Just as Chrysler tries to hammer out a cash deal with Ottawa and Ontario for at least a billion dollars, the automaker's Canadian branch has been hit with a half-billion dollar tax reassessment. The Canada Revenue Agency has been trying to collect tax payments from Chrysler for years, after the agency adjusted the amount Chrysler owes on parts and vehicles that were shipped across the border. Canada Revenue wants $500 million to pay off abuses from "transfer pricing," which is a bit of voodoo between subsidiaries and the parent divisions of corporations -- a shell game with profits, essentially.

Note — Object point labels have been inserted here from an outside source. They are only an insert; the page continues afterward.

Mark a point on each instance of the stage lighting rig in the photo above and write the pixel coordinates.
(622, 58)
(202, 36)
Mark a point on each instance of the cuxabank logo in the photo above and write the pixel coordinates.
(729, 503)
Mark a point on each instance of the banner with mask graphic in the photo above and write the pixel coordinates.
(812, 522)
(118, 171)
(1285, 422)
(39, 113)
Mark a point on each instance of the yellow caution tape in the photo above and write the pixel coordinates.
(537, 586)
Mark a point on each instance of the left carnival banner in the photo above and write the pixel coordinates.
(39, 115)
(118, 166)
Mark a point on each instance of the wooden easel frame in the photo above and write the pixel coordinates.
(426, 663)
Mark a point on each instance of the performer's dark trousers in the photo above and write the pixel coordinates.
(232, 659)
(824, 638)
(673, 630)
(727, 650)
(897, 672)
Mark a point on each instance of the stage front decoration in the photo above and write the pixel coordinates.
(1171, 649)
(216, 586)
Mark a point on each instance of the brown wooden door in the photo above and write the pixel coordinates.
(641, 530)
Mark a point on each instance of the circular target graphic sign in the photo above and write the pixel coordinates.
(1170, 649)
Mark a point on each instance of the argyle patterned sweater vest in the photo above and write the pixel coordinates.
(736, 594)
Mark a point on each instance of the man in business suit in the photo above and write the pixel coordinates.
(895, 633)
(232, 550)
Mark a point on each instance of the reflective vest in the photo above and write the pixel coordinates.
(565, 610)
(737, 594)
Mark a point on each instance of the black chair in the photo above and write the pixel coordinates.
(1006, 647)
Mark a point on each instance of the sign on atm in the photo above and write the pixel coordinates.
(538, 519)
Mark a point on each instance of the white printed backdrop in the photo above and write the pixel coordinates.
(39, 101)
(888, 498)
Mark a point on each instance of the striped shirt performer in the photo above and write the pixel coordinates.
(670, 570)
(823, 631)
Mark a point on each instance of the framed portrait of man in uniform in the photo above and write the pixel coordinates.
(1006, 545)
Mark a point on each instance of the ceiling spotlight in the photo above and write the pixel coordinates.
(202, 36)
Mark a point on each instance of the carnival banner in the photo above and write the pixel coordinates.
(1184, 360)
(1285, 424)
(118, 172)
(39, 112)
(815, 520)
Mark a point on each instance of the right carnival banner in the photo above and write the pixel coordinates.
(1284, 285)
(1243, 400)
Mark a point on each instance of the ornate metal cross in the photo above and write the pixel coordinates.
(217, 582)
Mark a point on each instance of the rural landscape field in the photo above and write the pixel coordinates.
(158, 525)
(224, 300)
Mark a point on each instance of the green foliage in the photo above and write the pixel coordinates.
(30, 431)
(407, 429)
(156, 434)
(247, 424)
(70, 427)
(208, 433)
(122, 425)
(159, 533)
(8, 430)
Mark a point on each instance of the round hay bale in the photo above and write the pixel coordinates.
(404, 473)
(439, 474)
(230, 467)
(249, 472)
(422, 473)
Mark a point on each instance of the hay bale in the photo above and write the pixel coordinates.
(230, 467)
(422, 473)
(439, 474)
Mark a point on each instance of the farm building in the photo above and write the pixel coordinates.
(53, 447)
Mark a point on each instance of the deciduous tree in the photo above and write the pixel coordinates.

One problem with this tax bill is the time at which it's coming. Chrysler has pledged that any monies received as part of bailout negotiations would go to keeping the operations going, not to pay back taxes. Also, there's a treaty between Canada and the United States that allows Chrysler to ask for a break in the US when Canada turns up the wick on fiduciary obligations. The treaty states that authorities must be made aware of reassessments within six years of the disputed year, and since this issue stretches all the way back to 1996, Chrysler argues that the last reassessment, in 2005, deprives the company of the option of asking for a tax break because it's outside of the six year window. For now, the dispute will have to wait, as there may not be a Chrysler for much longer if things don't get sorted -- meaning a big, fat goose egg of a tax payment.